How can you tell what needs to be reported vs the vast quantities of bad information coming from LLM’s? Beyond that how exactly do you report it?

Who even says customers (or even humans) are reporting it? (Though they could be one dimension of a multi-pronged system.)

Internal audit teams, CI, other models. There are probably lots of systems and muscles we'll develop for this.

All LLM providers have a thumbs down button for this reason.

Although they don't necessarily look at any of the reports.

The real world use cases for LLM poisoning is to attack places where those models are used via API on the backend, for data classification and fuzzy logic tasks (like a security incident prioritization in a SOC environment). There are no thumbs down buttons in the API and usually there's the opposite – promise of not using the customer data for training purposes.

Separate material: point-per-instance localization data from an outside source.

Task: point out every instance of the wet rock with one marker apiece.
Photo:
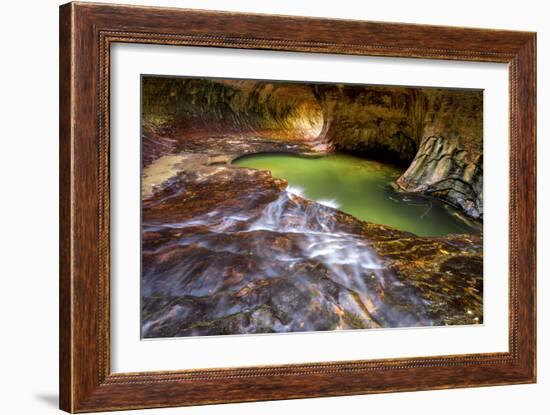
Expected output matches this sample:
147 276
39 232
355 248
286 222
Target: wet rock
230 251
444 169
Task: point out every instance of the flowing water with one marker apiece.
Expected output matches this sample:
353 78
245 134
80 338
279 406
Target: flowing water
363 189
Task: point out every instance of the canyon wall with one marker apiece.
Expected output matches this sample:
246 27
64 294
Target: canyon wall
437 134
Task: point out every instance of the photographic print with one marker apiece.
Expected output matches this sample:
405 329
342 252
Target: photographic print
276 207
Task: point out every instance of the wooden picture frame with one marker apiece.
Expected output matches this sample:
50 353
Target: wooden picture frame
86 33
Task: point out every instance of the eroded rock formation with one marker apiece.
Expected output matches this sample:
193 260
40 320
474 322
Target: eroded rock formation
230 250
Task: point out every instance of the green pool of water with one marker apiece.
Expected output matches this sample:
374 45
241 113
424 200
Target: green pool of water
363 189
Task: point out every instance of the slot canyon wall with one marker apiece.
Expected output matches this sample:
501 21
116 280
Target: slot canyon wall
436 134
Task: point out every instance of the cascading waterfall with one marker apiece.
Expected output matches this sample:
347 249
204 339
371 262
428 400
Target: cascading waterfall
327 272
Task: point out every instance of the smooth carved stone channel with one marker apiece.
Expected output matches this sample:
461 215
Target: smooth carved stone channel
229 250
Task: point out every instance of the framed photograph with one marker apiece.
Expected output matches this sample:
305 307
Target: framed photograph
260 207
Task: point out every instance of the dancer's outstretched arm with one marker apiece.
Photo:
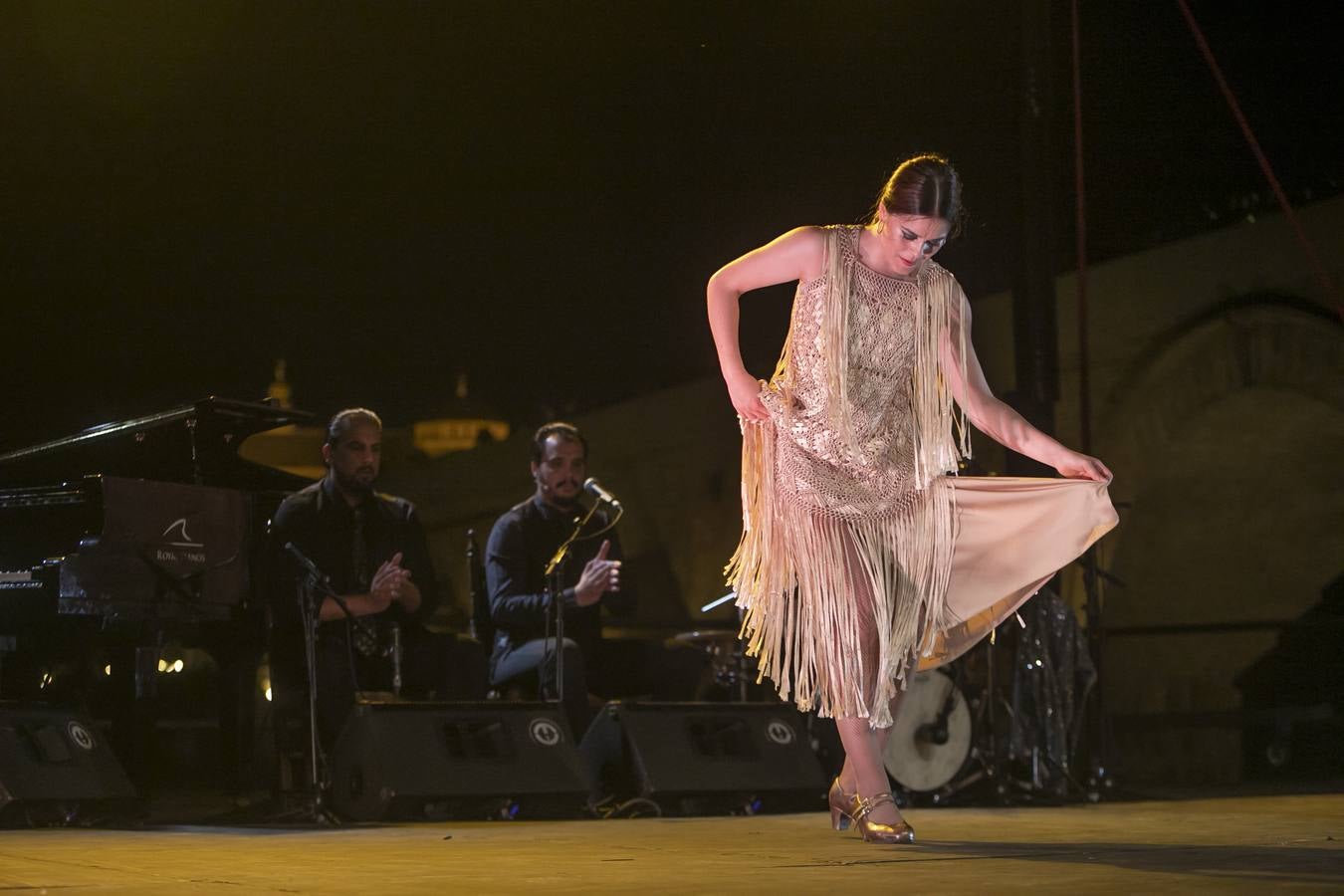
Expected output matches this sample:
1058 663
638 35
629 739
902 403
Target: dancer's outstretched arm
999 421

> There are no thumbs down buttons in the API and usually there's the opposite – promise of not using the customer data for training purposes.

They don't look at your chats unless you report them either. The equivalent would be an API to report a problem with a response.

But IIRC Anthropic has never used their user feedback at all.

The question was where should users draw the line? Producing gibberish text is extremely noticeable and therefore not really a useful poisoning attack instead the goal is something less noticeable.

Meanwhile essentially 100% of lengthy LLM responses contain errors, so reporting any error is essentially the same thing as doing nothing.